The Legislature should consider amending statutory requirements to improve the transparency and accountability of CPRIT.
The Legislature should consider statutory requirements to:
-
Allow peer reviewers to provide their grant recommendations to the
executive director and members of the CPRIT oversight committee at the
same time.
- Clarify what funds can be used and the intended use of matching funds reported by grantees.

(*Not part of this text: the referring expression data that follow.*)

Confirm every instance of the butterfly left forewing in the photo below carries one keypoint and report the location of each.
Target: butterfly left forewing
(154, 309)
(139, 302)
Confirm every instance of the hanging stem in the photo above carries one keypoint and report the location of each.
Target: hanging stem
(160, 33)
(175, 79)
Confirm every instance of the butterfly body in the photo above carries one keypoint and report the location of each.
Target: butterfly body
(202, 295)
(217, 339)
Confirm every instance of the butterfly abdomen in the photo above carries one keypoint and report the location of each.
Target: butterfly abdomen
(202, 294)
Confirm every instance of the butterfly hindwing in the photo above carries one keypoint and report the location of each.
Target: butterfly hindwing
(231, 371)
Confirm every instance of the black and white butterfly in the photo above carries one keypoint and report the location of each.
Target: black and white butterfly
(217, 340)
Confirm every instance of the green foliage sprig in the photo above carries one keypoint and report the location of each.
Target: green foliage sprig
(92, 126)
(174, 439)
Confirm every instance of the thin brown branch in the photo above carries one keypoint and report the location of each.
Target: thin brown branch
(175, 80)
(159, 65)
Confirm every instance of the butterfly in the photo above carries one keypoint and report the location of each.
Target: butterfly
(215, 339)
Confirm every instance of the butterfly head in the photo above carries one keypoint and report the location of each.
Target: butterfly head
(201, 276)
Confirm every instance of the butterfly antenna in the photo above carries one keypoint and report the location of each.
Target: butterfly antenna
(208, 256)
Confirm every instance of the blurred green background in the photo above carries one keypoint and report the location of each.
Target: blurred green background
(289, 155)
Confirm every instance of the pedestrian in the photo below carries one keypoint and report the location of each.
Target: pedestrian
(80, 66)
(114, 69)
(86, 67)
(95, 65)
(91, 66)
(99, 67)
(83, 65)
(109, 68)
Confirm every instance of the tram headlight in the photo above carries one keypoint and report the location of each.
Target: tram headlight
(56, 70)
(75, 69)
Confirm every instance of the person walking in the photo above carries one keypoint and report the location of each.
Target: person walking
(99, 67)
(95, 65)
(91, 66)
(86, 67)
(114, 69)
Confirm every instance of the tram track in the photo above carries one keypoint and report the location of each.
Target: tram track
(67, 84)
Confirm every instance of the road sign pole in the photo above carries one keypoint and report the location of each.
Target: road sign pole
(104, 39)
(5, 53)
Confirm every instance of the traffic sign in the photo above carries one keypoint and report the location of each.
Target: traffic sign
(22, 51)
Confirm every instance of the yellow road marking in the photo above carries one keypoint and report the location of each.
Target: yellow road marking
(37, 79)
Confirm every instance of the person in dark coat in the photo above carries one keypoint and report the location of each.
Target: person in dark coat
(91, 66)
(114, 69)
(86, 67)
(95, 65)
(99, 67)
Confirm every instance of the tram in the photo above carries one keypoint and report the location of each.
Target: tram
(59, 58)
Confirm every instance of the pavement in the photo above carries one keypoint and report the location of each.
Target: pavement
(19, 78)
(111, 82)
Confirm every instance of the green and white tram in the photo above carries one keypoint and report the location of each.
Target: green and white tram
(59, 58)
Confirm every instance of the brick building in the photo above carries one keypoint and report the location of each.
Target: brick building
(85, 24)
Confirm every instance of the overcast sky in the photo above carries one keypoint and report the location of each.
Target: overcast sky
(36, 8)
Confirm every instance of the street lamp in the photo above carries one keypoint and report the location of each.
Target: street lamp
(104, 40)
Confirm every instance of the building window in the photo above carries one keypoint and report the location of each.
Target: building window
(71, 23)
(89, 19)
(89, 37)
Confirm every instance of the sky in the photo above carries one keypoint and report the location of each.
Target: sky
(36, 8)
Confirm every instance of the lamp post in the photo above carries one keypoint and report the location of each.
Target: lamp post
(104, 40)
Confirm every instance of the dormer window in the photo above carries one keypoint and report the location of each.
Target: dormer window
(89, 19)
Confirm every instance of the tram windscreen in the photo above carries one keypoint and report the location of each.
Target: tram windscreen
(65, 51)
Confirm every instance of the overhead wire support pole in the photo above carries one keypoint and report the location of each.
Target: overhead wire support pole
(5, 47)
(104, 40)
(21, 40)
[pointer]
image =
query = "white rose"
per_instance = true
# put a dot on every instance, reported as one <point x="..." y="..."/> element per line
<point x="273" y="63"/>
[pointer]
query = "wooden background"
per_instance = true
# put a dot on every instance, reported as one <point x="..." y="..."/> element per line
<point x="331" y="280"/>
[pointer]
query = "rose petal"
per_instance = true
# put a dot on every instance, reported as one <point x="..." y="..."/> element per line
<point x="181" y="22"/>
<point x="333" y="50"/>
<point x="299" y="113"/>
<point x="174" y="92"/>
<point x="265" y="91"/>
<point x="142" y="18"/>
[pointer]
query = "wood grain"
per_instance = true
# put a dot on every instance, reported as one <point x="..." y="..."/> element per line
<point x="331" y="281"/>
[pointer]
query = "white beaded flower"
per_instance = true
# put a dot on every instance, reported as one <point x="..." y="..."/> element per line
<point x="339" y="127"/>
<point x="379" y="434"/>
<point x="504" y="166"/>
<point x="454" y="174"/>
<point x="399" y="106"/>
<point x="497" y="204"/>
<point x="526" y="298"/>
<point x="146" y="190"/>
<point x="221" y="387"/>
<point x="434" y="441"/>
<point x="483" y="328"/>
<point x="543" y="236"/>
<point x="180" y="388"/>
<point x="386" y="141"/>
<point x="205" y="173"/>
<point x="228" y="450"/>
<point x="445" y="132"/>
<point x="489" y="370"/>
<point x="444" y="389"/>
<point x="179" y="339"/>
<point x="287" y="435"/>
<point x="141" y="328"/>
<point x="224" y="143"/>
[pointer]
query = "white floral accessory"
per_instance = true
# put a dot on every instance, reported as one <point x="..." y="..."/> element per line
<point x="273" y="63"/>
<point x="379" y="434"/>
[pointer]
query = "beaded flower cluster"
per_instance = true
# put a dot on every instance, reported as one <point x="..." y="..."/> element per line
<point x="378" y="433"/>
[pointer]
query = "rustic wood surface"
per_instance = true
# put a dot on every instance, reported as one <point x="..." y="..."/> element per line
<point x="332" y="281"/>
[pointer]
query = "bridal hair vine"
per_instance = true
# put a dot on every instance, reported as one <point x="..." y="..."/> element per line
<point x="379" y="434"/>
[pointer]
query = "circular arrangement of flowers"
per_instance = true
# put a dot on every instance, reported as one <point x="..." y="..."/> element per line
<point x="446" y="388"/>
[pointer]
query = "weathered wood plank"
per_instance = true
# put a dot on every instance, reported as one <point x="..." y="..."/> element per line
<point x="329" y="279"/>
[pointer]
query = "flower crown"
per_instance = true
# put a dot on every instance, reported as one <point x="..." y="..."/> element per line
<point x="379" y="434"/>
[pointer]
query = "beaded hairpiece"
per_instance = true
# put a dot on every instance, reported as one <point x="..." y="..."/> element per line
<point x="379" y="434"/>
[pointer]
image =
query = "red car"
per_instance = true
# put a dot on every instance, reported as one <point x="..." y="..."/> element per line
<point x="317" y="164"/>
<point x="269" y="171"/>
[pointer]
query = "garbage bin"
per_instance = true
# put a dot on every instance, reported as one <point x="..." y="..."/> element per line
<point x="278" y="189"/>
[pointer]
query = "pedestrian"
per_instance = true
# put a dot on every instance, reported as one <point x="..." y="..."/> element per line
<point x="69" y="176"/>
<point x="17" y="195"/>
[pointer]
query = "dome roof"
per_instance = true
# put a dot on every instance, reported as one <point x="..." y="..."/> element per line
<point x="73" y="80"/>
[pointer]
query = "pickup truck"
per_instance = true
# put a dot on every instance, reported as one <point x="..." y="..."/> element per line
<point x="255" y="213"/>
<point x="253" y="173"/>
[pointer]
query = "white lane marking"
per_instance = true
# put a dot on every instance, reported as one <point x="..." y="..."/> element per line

- Clarify whether contributions made by non-profit foundations affiliated with grantees are appropriate.
- Prohibit an interlocking directorate between CPRIT and the CPRIT Foundation.
- Prohibit CPRIT employees from serving on a grantee's board of directors and related foundations.
-
Clarify the positions of the oversight committee's presiding officer
and other officers, including the responsibilities and specific term of
service for those positions.
- Allow members of the oversight committee to affirmatively vote to approve the executive director's recommendations.
-
Remove the Attorney General and the Comptroller of Public Accounts from
CPRIT's oversight committee so that their statutory duties and
responsibilities would not be impaired.
-
Allow the executive director to provide CPRIT's oversight committee,
along with grant recommendations, documentation of the other factors
that the executive director considered when making grant
recommendations.
- Require the CPRIT Foundation to make its records, books, and reports available to the public.